As explained in the paper, "Heterotopias are an alternative but not an idyllic alternative. They are possible rather than imaginary. Utopias are a departure from the present but heterotopias both engage with and question the present by enacting an alternative, destabilising established practices and understandings in the process. "
From the abstract and paper:
"... we consider [ time series] models constructed with the help of dynamical systems that have relatively simple limiting behavior. Switching between different trajectories of the phase portrait, we obtain a high precision prediction. Moreover, the dynamical system approach provides the global qualitative picture of the model's phase portrait, and allows us to discuss multidimensional patterns and long-term properties of the process.
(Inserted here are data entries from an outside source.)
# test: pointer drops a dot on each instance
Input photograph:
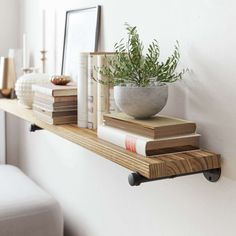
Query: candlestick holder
(43, 59)
(27, 70)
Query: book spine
(125, 140)
(92, 92)
(102, 93)
(112, 105)
(82, 84)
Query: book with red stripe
(147, 146)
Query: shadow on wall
(209, 102)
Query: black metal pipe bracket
(34, 127)
(213, 175)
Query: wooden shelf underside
(151, 168)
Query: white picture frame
(81, 35)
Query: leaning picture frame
(82, 28)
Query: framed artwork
(81, 35)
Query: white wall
(94, 192)
(9, 28)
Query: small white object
(82, 84)
(24, 84)
(25, 209)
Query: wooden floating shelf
(154, 167)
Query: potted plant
(140, 80)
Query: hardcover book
(155, 127)
(56, 90)
(50, 99)
(53, 107)
(146, 146)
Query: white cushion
(25, 209)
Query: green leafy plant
(130, 65)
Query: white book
(146, 146)
(82, 84)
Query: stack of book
(55, 104)
(158, 135)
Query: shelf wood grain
(151, 167)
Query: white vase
(24, 84)
(141, 102)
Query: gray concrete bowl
(141, 102)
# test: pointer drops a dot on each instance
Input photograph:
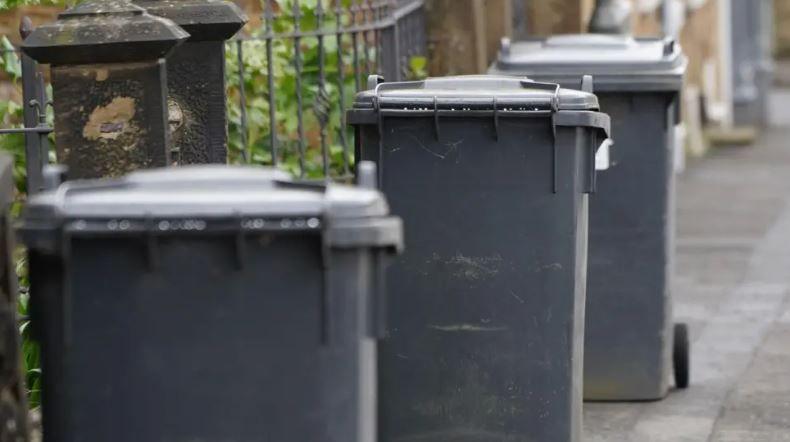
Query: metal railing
(289, 82)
The simple limiting behavior allows us to associate different trends with different process's realization scenarios that can be influenced by externalities.
We demonstrate these ideas using the examples of the Wikipedia's traffic of Readers, Contributors and Edits [using data for 2008-2019]. First, we consider the two-dimensional model, predicting the traffic of Readers and Edits. [...] Different trends (corresponding to different fixed points) can be associated with different platform's incentives. Then, adding the Contributors data, we discuss the three-dimensional model (more precise than the three-dimensional VAR). It provides a more accurate short-term prediction of Edits than the two-dimensional dynamic model. The global picture shows that the number of new Edits tends to decline in the future, while the number of new Contributors and Readers will grow in the long run. [...] This can probably be explained by the fact that many of the subjects, in which Readers are interested, have already been contributed to the Wikipedia platform, and there is no demand for the new Edits. However, the Contributors will continue to correct some articles, and the Readers will be visiting the platform for the references.